Painteria

  • Authors

    Rupert C. Barneby

  • Authority

    Barneby, Rupert C. & Grimes, James W. 1996. Silk tree, guanacaste, monkey's earring: a generic system for the synandrous Mimosaceae of the Americas. Part I. Abarema, Albizia, and allies. Mem. New York Bot. Gard. 74: 1-292.

  • Family

    Mimosaceae

  • Scientific Name

    Painteria

  • Discussion

    XIII. PAINTERIA Britton & Rose

    Painteria Britton & Rose, N. Amer. Fl. 23: 35. 1928. Sp. typica: P. revoluta (Rose) Britton & Rose = Pithecolobium revolutum Rose.

    Zygia ex parte sensu Mohlenbrock, 1963: 434.

    Havardia sensu Nielsen, 1981: 184, fig. 2(4b), ex parte, quoad spp. amer

    Microphyllous xeromorphic shrubs ±3-15 dm. Stipules of long-shoots lignescent and vulnerant, of short-shoots only acicular or subulate, rather closely imbricate. Lf-formula i—vi(—vii)/3—20; lf-nectary between proximal (or only) pinna-pair, rarely between 2 pairs, not on petiole proper; venation of lfts either palmate or almost simple. Inflorescence of (shortly spiciform) capitula arising from brachyblasts, the fls (unknown in P. revoluta) sessile or almost so; calyx campanulate or hemispherical ±1-3 mm; corolla ±3.5-6 mm, the lobes either ascending or recurving- spreading; androecium 28-76-merous, 6-12 mm, the tube either included or shortly exserted, bearing internally at base 5 small, sometimes obscure (or perhaps wanting) callosities; stipe of ovary 1-2.4 mm. Pods compressed but turgid, retrofalcate or retrocircinnate, the leathery valves biconvex over each seed, the cavity continuous; dehiscence tardy through both sutures; funicles straight or sinuous, not sigmoid; seeds plumply lentiform. — Spp. 3, of the Mexican Plateau, one of them disjunct in lowland Tamaulipas.

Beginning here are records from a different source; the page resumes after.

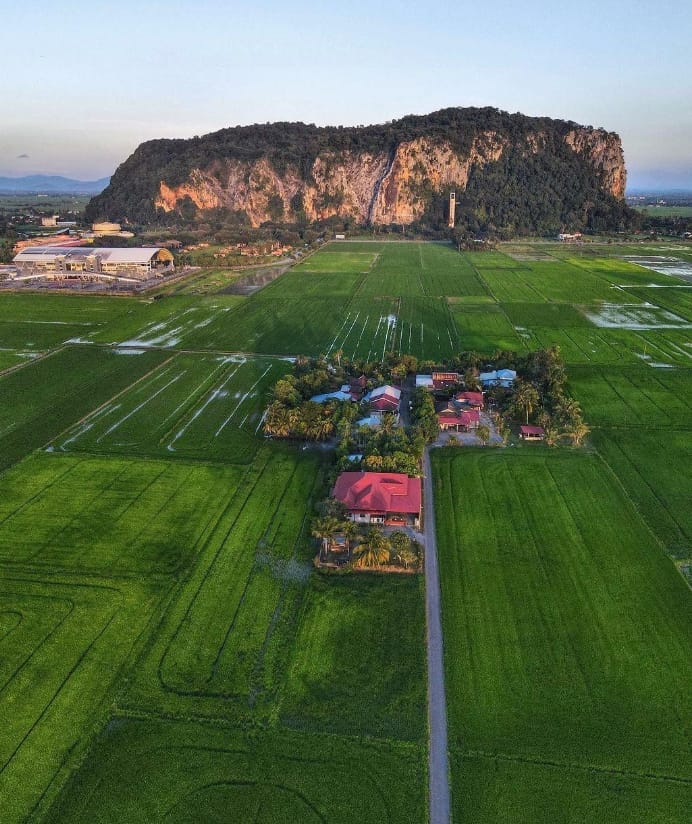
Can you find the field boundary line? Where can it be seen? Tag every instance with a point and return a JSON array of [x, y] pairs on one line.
[[544, 762], [438, 754], [633, 504], [23, 364]]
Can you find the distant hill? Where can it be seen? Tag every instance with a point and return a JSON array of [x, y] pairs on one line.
[[52, 184], [512, 174]]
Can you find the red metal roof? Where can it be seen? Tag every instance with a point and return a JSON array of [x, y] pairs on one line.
[[470, 397], [531, 430], [378, 492], [385, 403], [466, 418]]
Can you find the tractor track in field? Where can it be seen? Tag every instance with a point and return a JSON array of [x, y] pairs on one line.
[[438, 757]]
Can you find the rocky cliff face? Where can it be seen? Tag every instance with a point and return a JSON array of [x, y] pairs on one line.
[[604, 152], [384, 175], [382, 188]]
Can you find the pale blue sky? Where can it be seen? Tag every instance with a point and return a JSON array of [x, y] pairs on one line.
[[85, 82]]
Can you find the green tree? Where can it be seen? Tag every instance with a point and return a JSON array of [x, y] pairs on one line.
[[526, 398], [483, 434]]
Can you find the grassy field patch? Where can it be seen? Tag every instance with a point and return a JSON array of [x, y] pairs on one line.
[[378, 621], [551, 584], [45, 397], [145, 771], [198, 406]]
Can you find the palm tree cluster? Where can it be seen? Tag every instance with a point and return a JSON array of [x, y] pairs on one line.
[[371, 550], [541, 394]]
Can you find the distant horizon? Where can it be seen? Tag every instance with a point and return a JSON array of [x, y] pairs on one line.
[[81, 112], [638, 179]]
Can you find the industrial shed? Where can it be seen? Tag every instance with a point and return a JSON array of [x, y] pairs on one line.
[[87, 262]]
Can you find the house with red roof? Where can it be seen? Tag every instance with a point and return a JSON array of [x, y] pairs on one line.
[[531, 433], [383, 399], [459, 421], [471, 400], [443, 380], [380, 497]]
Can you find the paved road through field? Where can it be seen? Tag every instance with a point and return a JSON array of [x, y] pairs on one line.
[[437, 708]]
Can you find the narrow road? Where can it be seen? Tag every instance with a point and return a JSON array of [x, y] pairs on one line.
[[437, 708]]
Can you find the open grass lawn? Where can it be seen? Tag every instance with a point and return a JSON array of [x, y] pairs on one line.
[[193, 406], [63, 645], [168, 652], [378, 621], [182, 773], [485, 328], [656, 471], [222, 647], [566, 642], [675, 299], [107, 517], [639, 396], [550, 315], [45, 397]]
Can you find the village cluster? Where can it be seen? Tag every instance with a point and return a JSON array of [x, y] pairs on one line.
[[381, 417]]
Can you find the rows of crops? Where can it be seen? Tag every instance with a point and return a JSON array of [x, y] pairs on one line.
[[191, 406], [155, 555], [551, 585]]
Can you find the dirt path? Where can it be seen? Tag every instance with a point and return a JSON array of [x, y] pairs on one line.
[[437, 708]]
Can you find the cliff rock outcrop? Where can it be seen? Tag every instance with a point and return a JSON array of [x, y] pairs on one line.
[[379, 174]]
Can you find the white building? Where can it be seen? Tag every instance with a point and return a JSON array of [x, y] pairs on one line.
[[89, 263]]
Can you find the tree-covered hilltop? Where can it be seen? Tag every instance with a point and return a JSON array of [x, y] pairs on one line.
[[512, 174]]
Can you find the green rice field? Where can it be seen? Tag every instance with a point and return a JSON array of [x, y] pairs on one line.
[[551, 584], [168, 652]]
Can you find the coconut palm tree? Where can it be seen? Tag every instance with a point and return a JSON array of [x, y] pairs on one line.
[[483, 434], [526, 398], [577, 432], [324, 529]]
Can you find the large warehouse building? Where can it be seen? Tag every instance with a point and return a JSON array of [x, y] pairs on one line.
[[87, 262]]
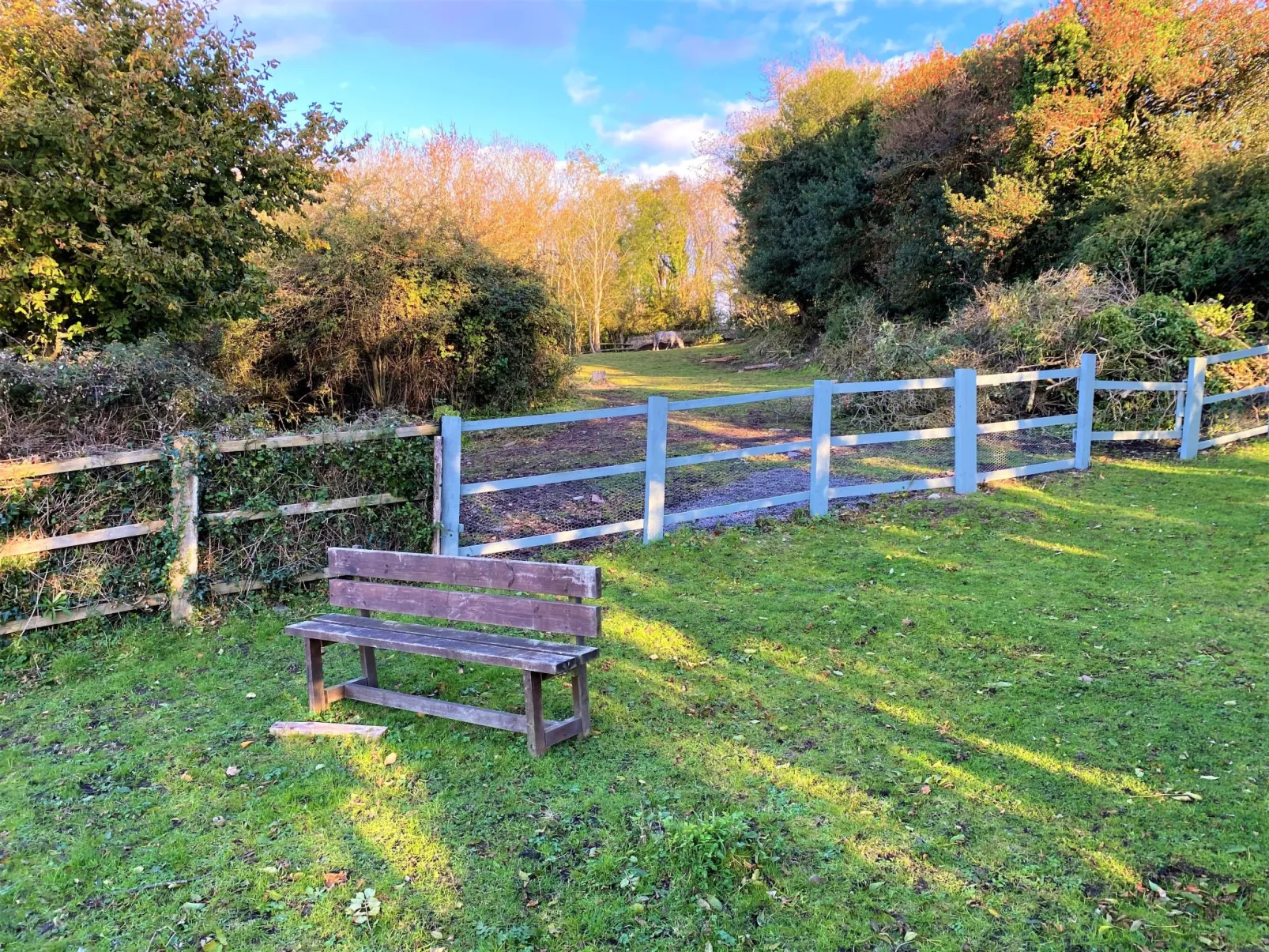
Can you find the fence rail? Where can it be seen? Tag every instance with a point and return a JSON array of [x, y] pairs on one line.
[[816, 448]]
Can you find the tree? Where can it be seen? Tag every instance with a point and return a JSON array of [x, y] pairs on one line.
[[370, 314], [1124, 134], [141, 161], [588, 250]]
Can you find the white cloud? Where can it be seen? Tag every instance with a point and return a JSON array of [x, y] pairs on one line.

    Painteria is feebly distinguished from Havardia by tougher-walled, falcately or further recurved pods, and by straight or sinuous but not distally sigmoid seed- funicles. The painterias are smaller treelets or shrubs that have the pronounced dimorphism of growth into long- and short-shoots and the deciduous microphyllidious foliage appropriate to (and presumably induced by) the arid climate of the Mexican Plateau.